Q4. Which pharmacokinetic parameter is the primary measure of the extent of absorption?

• Cmax (maximum plasma concentration)
• Tmax (time to reach Cmax)
• AUC (area under the plasma concentration–time curve)
• t1/2 (elimination half-life)

Correct Answer: AUC (area under the plasma concentration–time curve)

Q5. Which parameter is most commonly used as an indicator of the rate of absorption?

• AUC0–t
• Clearance
• Cmax
• AUC0–inf

Correct Answer: Cmax

Q6. Which study design is most commonly used for single-dose bioequivalence trials in healthy volunteers?
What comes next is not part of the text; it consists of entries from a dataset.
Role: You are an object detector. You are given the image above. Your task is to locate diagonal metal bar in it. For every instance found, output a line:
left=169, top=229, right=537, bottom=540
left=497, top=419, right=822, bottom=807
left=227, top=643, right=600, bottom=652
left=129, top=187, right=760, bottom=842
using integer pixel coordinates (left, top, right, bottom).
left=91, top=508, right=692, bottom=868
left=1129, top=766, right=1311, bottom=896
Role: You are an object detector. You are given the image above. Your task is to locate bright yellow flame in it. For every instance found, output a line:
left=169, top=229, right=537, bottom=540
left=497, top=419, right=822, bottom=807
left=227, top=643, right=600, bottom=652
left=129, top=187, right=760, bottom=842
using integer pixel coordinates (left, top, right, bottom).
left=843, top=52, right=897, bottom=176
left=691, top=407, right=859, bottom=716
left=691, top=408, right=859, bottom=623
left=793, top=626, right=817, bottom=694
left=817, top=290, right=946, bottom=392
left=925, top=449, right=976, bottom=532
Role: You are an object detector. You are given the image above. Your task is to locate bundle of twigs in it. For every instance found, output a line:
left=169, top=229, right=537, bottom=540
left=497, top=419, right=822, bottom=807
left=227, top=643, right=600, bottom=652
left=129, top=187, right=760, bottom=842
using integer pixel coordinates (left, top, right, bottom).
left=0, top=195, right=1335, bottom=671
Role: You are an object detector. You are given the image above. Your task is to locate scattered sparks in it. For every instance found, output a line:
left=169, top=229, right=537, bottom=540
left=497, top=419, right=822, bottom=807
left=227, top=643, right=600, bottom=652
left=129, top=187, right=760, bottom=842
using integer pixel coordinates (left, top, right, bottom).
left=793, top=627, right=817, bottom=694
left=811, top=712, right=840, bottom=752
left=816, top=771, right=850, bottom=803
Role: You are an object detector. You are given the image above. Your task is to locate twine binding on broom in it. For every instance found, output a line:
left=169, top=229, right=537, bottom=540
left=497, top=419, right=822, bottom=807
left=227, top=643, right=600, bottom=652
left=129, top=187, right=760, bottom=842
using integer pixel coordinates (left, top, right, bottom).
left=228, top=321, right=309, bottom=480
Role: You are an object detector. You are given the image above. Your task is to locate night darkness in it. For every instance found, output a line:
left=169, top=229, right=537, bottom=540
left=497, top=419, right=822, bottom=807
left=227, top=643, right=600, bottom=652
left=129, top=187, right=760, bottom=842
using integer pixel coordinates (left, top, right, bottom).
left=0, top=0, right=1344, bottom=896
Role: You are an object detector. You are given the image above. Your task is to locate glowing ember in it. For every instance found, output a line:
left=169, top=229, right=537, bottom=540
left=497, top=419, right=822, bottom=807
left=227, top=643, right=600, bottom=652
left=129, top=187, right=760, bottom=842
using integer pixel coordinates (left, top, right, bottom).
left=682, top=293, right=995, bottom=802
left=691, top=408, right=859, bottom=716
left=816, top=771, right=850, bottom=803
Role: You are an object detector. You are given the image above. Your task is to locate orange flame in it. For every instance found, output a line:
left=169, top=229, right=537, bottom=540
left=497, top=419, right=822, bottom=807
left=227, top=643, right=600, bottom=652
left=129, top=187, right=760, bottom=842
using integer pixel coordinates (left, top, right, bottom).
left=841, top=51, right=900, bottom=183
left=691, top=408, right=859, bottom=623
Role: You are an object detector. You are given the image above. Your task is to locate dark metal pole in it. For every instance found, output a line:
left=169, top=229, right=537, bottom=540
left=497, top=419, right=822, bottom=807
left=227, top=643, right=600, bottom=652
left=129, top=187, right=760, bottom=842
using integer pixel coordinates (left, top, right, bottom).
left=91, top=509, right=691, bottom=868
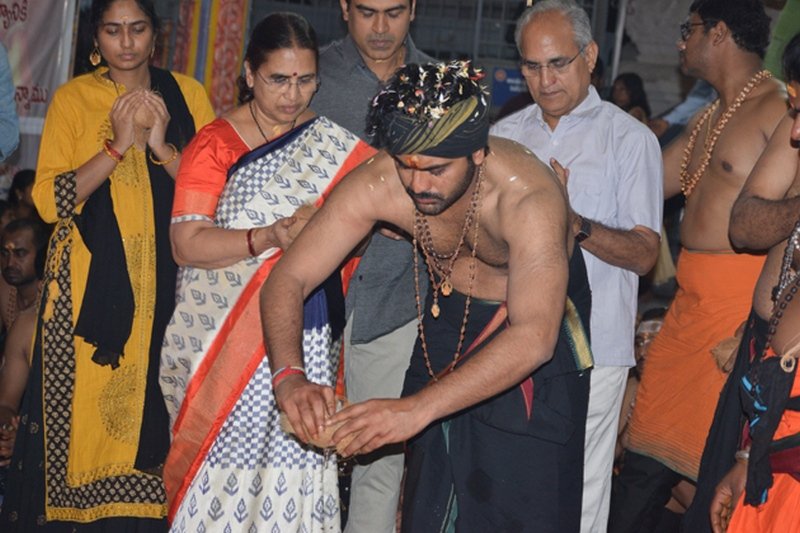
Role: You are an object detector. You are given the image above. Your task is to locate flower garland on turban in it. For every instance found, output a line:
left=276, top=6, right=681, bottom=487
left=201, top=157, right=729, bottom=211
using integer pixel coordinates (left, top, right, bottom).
left=367, top=61, right=489, bottom=159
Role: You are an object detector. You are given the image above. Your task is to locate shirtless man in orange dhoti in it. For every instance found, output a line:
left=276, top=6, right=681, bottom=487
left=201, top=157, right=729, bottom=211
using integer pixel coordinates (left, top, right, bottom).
left=609, top=0, right=786, bottom=532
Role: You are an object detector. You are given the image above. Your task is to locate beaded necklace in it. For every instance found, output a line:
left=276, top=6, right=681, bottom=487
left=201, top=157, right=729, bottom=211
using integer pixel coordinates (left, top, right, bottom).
left=412, top=164, right=485, bottom=381
left=248, top=100, right=297, bottom=144
left=680, top=70, right=772, bottom=198
left=762, top=220, right=800, bottom=372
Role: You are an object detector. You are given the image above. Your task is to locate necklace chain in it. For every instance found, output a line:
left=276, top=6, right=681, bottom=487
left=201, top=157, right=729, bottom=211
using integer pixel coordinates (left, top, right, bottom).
left=413, top=164, right=485, bottom=381
left=680, top=70, right=772, bottom=198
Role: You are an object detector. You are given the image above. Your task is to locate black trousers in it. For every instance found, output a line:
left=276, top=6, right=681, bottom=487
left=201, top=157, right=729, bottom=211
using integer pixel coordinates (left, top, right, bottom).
left=608, top=451, right=683, bottom=533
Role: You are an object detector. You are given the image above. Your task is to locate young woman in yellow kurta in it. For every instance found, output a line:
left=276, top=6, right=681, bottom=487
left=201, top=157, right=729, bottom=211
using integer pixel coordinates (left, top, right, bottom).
left=0, top=0, right=214, bottom=532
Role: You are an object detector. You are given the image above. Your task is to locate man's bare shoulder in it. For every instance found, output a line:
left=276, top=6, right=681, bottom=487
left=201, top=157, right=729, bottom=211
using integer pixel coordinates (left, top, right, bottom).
left=749, top=79, right=788, bottom=132
left=488, top=137, right=563, bottom=194
left=487, top=137, right=567, bottom=224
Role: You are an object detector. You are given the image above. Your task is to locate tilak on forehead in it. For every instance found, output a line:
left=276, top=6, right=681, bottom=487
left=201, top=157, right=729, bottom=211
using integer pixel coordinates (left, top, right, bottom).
left=367, top=61, right=489, bottom=158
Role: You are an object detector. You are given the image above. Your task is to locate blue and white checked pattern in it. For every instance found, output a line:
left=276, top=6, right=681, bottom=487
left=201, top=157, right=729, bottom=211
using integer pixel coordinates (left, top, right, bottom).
left=160, top=118, right=358, bottom=533
left=160, top=117, right=358, bottom=424
left=172, top=328, right=340, bottom=533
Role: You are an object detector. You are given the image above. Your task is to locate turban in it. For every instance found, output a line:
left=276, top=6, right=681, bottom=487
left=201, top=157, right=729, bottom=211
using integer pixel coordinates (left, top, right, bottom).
left=367, top=61, right=489, bottom=159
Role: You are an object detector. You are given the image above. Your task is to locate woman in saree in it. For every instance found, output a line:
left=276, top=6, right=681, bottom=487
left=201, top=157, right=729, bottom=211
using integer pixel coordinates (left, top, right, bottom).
left=0, top=0, right=214, bottom=533
left=161, top=13, right=373, bottom=531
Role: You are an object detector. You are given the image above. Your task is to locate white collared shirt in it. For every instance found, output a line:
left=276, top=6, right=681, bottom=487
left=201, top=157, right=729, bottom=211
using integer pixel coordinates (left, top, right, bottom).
left=491, top=86, right=664, bottom=366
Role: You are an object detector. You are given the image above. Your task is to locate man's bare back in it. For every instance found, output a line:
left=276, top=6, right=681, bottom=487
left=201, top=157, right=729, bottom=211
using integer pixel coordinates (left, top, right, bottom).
left=730, top=112, right=800, bottom=320
left=664, top=80, right=786, bottom=252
• Parallel-group randomized design
• Randomized two-period two-sequence crossover design (2×2)
• Single-arm open-label design
• Case–control observational design

Correct Answer: Randomized two-period two-sequence crossover design (2×2)

Q7. On which scale are primary pharmacokinetic parameters usually analyzed statistically for bioequivalence?

• Arithmetic scale without transformation
• Log-transformed scale (natural log of PK parameters)
• Rank-transformed nonparametric scale
• Square-root transformed scale

Correct Answer: Log-transformed scale (natural log of PK parameters)

Q8. For which Biopharmaceutics Classification System (BCS) class is a biowaiver most commonly granted for immediate-release oral products?

• BCS Class II (low solubility, high permeability)
• BCS Class IV (low solubility, low permeability)
• BCS Class I (high solubility, high permeability)
• BCS Class III (high solubility, low permeability)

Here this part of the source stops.